Adult Sarcoptes scabiei mites live 3 to 4 weeks in the host’s skin. After mating, the female burrows into the skin, depositing 3 to 4 eggs in the tunnel behind her. The eggs hatch in 3 to10 days, producing a larvae that in turn move about on the skin surface, eventually molting into a nymphal stage and finally into an adult. The adults move on the surface of the skin where they mate and the cycle begins again with the female burrowing and laying eggs.

Appearance of the Disease


The motion of the mite in and on the skin is extremely itchy. Furthermore, burrowed mites and their eggs generate a massive allergic response in the skin that is even itchier.

Mites prefer hairless skin and thus the ear flaps, elbows and abdomen are at highest risk for the red, scaly itchy skin that characterizes sarcoptic mange. This pattern of itching is similar to that found with airborne allergies (atopy) as well as with food allergies. Frequently, before attempting to sort out allergies, a veterinarian will simply treat a patient for sarcoptic mange as a precaution.
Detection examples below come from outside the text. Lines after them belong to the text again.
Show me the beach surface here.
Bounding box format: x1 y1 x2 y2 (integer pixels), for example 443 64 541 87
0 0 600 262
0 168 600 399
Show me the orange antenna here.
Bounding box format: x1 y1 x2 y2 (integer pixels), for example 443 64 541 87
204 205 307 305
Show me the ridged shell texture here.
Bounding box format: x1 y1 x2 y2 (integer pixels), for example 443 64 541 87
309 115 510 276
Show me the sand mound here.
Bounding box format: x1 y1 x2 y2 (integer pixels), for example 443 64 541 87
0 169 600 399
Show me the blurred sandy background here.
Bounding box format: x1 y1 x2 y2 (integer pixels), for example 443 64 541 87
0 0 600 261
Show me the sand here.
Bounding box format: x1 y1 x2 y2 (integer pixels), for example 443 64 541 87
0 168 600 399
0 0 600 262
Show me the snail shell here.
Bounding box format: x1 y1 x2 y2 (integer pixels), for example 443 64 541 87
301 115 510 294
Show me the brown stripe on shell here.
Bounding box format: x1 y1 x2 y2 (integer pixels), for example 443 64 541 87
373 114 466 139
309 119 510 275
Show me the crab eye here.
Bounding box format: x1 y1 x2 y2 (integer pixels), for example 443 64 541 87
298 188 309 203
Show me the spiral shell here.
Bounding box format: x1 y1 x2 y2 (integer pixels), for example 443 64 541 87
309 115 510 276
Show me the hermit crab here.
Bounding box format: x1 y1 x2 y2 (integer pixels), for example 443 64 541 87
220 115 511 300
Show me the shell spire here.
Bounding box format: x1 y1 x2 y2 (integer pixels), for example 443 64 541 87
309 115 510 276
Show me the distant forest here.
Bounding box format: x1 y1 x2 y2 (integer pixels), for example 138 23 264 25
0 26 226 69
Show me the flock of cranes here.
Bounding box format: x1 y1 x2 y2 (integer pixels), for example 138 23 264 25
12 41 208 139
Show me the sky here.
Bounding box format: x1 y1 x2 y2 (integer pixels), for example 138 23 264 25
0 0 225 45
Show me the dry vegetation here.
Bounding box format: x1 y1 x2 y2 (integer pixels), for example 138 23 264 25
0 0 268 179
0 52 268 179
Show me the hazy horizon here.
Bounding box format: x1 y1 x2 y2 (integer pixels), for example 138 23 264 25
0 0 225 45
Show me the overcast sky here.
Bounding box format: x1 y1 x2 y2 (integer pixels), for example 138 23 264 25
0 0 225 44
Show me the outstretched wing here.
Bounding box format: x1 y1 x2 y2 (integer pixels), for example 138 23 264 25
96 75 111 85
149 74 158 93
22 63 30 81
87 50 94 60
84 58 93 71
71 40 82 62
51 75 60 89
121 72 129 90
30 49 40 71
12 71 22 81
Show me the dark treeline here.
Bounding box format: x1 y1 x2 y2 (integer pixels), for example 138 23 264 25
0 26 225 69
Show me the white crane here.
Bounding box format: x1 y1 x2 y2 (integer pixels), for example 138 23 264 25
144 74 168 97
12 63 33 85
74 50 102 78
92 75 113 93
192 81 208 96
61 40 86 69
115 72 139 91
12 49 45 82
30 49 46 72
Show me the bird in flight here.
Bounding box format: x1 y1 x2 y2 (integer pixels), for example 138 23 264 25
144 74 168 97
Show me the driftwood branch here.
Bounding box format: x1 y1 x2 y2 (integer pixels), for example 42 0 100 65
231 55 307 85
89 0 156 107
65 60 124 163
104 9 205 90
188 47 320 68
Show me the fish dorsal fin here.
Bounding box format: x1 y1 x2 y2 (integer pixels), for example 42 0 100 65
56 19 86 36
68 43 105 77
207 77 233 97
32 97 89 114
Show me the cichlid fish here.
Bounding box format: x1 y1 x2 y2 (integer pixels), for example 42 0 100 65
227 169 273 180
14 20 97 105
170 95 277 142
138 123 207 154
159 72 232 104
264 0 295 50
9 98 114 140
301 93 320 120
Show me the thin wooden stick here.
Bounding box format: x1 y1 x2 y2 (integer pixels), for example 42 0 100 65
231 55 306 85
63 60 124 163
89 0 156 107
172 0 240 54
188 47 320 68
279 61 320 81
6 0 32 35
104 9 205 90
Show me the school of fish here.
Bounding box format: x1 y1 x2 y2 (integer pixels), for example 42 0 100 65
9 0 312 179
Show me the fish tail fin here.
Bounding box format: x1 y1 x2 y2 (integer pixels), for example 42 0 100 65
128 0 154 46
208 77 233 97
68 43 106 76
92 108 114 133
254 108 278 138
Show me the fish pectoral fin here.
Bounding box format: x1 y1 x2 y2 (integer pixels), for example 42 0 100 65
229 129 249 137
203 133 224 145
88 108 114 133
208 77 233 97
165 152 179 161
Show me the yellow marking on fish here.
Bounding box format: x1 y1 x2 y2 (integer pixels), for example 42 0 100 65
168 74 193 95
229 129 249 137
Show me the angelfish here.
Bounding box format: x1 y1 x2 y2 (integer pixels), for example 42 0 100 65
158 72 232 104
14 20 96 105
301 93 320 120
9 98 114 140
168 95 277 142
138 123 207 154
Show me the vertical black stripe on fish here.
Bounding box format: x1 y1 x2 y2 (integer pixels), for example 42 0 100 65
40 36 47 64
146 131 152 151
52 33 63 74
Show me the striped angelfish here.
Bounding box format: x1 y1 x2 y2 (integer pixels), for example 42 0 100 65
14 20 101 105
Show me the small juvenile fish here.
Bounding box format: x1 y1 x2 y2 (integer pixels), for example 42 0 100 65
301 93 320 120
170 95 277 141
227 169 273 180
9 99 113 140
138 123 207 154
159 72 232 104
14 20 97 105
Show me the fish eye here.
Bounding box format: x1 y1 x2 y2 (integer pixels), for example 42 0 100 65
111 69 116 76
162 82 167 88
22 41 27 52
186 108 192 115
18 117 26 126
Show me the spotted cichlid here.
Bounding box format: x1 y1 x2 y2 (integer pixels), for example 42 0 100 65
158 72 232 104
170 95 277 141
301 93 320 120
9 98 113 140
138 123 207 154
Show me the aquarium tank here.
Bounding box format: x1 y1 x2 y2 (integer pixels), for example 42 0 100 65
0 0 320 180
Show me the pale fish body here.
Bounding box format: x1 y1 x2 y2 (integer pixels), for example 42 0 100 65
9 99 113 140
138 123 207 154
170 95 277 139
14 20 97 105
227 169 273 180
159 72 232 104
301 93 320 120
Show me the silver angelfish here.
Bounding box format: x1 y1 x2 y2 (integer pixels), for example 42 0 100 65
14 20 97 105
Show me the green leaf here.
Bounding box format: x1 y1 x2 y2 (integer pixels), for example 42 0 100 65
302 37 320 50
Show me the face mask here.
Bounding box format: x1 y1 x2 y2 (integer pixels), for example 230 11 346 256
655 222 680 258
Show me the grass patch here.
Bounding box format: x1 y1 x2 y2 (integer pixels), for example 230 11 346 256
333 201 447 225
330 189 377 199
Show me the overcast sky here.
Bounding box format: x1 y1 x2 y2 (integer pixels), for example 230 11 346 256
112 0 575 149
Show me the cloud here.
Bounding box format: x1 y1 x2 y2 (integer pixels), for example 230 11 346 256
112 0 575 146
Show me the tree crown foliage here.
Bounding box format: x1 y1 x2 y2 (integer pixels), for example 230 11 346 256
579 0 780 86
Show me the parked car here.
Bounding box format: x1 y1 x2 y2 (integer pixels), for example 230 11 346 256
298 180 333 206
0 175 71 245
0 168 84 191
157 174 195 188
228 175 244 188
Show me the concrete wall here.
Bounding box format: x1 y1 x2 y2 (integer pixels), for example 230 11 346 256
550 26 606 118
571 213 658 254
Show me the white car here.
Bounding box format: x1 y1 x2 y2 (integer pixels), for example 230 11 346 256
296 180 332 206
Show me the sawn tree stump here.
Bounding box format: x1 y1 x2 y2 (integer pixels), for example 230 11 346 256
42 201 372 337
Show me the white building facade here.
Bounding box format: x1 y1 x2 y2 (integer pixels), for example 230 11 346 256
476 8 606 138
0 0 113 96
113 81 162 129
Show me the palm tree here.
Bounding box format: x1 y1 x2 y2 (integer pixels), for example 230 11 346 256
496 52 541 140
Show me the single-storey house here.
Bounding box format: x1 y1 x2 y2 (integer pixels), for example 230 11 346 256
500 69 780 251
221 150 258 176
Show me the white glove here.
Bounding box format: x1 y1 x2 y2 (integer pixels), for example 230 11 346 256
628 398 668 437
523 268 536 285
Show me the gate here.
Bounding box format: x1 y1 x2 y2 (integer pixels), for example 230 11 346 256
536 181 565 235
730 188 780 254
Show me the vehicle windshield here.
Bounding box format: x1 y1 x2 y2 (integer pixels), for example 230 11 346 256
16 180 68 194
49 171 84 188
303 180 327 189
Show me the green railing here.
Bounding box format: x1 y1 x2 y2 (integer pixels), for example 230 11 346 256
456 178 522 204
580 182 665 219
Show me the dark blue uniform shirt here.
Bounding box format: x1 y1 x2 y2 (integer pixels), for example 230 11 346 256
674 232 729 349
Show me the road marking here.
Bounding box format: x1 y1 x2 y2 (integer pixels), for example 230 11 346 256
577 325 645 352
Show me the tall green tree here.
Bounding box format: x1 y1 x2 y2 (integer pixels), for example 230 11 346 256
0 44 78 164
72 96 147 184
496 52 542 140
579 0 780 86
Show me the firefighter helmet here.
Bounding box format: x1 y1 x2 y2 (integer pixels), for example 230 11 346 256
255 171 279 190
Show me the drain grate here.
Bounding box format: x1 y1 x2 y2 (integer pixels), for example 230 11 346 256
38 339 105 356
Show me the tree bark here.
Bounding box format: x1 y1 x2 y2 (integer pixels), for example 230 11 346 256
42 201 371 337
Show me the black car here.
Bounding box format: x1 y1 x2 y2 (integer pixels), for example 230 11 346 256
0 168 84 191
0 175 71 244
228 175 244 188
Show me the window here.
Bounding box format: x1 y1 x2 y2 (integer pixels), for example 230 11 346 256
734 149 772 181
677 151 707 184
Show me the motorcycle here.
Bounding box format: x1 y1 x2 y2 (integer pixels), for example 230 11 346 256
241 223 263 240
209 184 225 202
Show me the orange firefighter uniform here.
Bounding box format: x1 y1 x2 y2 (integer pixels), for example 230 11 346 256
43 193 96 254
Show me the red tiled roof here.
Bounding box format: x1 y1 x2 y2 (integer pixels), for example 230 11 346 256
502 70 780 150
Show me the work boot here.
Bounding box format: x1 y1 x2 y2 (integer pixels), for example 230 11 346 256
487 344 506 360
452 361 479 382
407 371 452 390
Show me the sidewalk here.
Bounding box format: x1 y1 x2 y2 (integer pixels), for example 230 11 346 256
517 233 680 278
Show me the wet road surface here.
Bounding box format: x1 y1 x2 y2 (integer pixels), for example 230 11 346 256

It is easy to be led down the wrong path and pursue allergy aggressively if you consider sarcoptic mange too unusual or unlikely.

As the infection progresses, eventually most of the dog's body will be involved. Classically, though, the picture begins on the ears (especially the ear margins), elbows, and abdomen.

The term Scabies refers to mite infestations by either Sarcoptes scabiei or other closely related mite species. While Sarcoptes scabiei can infect humans and cats, it tends not to persist on these hosts. When people - including some veterinarians - refer to "sarcoptic mange" or "scabies" in a cat, they are usually referring to infection by Notoedres cati, a mite closely related to Sarcoptes scabiei. In these feline cases, it would be more correct to refer to notoedric mange, though the treatment for both mites is the same.Notoedric mange in cats generally produces facial itching and scabbing.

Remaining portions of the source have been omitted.